Every developer or engineer probably has a horror story about a project that has been repeatedly delayed or shelved because of citizen opposition or planning reviews or changing requirements. With Rogers’ UDC, the nitpicking has been done on the front end, so if a project meets those exacting standards, it is approved.
“The objective was to streamline approvals as much as possible, and that’s kind of a two-pronged approach,” McCurdy said. “One is to try to write a development code that’s comprehensible, so that developers and city personnel understand it and can apply it. But then the other piece of that is that if a developer comes to us with a project that meets the code requirements, then they can be approved very quickly without going through public hearings and planning commission meetings and things where really the answer is inevitably going to be yes, and there’s no actual purpose being served by extending the processes.”
Hines said in a business where time is money, making approvals an administrative decision that takes weeks rather than months can mean more projects get done for less cost.
“The approval process has become much more of an administrative function versus a monthslong process of vetting through boards, commissions and other things,” Hines said. “If you’re a developer that’s looking to develop a piece of ready ground, [this UDC] can get you approved in two weeks from your submission, versus going through a couple of different planning commission meetings and approvals that may take two months.”
Ali Karr is the vice president of infrastructure for Crafton Tull, an engineering firm in Rogers. She said project managers will have to adjust to the city’s form requirements, but the new process will move developments through the pipeline faster.
“I think that there’s different opinions about it, but in general, it should make it easier to develop,” Karr said. “I mean, it’s definitely a different way of thinking than what we’re used to.

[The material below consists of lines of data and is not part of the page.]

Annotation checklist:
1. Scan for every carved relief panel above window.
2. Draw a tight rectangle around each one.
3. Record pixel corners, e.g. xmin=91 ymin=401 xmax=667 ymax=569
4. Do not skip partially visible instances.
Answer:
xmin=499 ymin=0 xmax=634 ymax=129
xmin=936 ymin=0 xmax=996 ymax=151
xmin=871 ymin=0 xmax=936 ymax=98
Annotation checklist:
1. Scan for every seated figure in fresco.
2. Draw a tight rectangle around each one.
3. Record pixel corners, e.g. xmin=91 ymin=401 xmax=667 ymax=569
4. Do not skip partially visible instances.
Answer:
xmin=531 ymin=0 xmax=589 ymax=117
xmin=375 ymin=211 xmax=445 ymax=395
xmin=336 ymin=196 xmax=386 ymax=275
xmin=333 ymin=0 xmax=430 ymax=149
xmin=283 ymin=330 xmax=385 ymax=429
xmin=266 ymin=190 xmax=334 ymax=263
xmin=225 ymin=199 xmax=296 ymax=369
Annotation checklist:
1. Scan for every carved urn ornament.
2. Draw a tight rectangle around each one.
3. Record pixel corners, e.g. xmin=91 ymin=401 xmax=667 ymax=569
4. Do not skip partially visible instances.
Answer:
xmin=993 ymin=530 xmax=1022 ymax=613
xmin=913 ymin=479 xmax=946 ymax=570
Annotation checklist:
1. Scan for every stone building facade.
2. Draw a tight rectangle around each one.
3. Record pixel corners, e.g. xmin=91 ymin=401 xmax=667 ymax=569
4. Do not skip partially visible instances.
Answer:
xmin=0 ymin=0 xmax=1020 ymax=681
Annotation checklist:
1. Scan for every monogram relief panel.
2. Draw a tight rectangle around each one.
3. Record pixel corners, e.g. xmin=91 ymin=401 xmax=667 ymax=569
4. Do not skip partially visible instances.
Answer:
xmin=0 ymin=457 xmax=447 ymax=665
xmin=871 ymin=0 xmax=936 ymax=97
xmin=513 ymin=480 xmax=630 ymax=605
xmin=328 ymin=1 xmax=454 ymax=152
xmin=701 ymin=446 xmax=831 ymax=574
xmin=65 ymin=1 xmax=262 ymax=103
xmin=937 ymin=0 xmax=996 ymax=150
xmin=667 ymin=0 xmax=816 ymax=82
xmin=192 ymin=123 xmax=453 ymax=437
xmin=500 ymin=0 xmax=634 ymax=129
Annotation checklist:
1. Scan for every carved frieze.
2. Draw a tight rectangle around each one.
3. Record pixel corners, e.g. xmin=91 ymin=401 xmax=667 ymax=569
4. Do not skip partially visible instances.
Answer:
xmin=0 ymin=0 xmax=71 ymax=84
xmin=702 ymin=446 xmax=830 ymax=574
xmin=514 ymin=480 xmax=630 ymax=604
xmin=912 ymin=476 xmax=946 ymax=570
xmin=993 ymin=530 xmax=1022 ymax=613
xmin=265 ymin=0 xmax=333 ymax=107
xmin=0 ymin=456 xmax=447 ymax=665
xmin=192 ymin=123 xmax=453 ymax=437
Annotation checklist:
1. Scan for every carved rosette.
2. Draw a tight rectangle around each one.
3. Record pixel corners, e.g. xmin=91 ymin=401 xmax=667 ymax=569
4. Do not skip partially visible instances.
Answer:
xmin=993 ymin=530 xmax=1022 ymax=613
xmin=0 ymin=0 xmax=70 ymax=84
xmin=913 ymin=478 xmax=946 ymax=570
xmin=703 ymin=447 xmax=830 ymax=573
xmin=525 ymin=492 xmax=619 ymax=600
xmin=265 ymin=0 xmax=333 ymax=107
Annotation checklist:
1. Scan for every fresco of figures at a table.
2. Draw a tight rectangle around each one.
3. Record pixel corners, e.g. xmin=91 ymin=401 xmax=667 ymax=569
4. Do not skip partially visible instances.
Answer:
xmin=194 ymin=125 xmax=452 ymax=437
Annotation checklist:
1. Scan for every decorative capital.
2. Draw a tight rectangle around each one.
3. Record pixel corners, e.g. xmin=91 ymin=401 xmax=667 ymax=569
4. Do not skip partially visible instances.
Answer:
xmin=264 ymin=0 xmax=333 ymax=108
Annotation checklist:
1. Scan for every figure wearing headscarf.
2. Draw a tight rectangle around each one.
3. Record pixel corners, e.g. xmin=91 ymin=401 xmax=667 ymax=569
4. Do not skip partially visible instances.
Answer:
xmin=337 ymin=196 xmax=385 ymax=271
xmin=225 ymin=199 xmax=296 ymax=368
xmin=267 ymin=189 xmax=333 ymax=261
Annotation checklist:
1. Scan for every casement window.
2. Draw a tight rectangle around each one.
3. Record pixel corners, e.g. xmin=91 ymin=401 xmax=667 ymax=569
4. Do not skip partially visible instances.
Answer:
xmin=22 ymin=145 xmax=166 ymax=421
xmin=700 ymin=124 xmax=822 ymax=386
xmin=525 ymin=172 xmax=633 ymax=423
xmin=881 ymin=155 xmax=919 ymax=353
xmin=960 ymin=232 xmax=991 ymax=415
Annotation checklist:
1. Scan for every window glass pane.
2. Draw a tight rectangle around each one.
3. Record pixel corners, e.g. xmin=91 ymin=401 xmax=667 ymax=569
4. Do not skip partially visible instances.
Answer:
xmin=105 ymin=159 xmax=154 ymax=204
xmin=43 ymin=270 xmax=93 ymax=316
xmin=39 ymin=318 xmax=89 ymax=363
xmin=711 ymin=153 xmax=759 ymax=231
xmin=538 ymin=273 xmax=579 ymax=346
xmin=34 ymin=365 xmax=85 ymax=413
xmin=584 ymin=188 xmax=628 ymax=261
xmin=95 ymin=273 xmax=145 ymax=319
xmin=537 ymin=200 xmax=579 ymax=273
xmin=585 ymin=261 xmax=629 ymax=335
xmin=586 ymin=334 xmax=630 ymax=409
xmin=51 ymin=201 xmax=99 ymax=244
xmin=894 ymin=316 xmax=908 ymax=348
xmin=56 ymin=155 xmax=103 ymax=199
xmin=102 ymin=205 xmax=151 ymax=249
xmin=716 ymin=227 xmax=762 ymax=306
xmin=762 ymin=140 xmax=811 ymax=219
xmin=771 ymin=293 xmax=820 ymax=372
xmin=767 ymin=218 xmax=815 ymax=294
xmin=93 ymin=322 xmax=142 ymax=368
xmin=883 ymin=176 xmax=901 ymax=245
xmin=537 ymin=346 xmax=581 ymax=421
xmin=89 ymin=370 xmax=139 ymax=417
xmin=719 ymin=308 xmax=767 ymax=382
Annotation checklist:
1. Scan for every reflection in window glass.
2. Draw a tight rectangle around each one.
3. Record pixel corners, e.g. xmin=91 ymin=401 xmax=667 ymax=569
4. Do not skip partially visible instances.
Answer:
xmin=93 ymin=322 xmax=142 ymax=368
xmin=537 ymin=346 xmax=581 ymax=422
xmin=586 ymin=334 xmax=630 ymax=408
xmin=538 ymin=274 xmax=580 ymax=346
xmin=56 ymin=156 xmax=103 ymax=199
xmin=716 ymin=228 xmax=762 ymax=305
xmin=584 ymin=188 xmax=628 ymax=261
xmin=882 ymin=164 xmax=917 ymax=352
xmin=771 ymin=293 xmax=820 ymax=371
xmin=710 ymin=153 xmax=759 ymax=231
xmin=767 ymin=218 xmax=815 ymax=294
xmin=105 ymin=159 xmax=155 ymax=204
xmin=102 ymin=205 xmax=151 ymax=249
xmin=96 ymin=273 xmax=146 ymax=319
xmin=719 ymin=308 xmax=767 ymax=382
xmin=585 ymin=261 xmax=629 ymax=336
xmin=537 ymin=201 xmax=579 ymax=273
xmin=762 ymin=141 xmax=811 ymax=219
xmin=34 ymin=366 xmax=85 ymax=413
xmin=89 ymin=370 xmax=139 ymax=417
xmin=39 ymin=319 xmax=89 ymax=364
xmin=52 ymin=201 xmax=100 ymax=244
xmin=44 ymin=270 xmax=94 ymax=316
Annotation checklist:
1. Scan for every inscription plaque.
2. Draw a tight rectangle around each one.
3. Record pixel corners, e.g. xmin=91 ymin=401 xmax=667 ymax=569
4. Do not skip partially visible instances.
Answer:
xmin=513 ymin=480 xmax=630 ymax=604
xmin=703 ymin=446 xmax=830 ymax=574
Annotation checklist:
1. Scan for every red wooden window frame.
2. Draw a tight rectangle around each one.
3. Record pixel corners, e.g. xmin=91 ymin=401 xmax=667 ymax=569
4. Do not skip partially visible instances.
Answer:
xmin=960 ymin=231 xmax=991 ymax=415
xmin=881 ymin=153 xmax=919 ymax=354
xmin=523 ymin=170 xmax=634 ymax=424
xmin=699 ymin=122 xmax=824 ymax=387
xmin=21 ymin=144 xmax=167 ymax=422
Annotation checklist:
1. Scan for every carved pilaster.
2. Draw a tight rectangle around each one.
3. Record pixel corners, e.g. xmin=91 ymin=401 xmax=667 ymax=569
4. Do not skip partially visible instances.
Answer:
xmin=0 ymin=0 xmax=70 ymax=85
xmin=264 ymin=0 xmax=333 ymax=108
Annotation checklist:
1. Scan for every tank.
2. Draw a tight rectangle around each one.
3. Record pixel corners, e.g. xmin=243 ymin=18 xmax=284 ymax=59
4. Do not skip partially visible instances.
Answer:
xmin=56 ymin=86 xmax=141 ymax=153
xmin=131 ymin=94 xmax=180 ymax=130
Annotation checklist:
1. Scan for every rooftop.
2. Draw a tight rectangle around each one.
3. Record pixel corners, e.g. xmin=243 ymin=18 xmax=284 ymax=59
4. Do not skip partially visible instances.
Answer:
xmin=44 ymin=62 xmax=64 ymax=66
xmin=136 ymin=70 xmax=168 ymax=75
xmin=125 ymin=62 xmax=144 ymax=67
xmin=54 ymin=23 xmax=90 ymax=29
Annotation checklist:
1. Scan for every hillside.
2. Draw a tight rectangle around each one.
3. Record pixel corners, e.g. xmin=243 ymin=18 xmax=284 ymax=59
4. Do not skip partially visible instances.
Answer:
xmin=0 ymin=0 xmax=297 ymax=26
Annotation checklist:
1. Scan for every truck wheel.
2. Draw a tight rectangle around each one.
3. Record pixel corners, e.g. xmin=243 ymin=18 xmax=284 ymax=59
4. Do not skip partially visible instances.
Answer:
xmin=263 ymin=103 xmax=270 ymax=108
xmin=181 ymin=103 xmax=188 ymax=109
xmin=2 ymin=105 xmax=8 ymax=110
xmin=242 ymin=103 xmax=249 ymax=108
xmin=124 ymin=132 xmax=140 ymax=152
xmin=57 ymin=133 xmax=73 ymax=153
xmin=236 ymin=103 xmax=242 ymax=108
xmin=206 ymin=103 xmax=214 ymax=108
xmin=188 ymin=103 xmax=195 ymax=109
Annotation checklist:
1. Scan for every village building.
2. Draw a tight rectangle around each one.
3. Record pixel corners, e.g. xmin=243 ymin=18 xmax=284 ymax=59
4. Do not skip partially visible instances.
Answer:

“They made a lot of things administrative review. If you’re meeting the code we’ve laid out in all these ordinances, if your site design meets that, then there’s no reason for us not to approve you. So we’re gonna move you forward. And I think that that’s their exact intent of what they’re looking for.”
New Looks
McCurdy said the UDC will allow for rehabilitation of buildings that have become out-of-date money drains. McCurdy spoke from Walnut Street in Rogers, one of the city’s main thoroughfares that he said needs a makeover.
“We’re allowing redevelopment right along all of our major corridors,” McCurdy said. “I’m on Walnut Street and it’s strip malls as far as you can see. And I’d say the majority of them are struggling. That’s prime real estate for redevelopment. Some of these buildings were built in the ’70s. It’s time for a refresh.”
The new form focus has specific requirements for how close the buildings will have to be to the street, what kind of parking is allowed and other aesthetic considerations. As Karr said, that will cause architects and site planners to rethink some of their project designs, but Hines said it is all part of Rogers’ future vision.
The city’s Vision 100 plan, developed by the city and the chamber of commerce, is a blueprint for the connected vertical city Rogers wants to be as it approaches 100,000 residents. Hines thinks the lateral spread, or sprawl, of cities causes infrastructure stress, long commutes and disconnected communities.
“When I talk about a neighborhood, I think of where I live in downtown Rogers, in the historic district, where you might have a 2,500-SF house on one corner and a 1,200-SF bungalow on the other and then a quaint, little Craftsman-style home on the other corner,” Hines said. “Certainly that provides a diversity of experience and access to your neighbors. I think we proved over time that bears out a much healthier community as well.
“We’ve been kind of unofficially calling ourselves the downtown of northwest Arkansas for a number of years. As the region continues to grow and the population projections are likely to be beat, some city along this corridor is going to be a vertical city. And currently, we believe that through the UDC, that we’re the only city that’s poised at this point to be a vertical city.”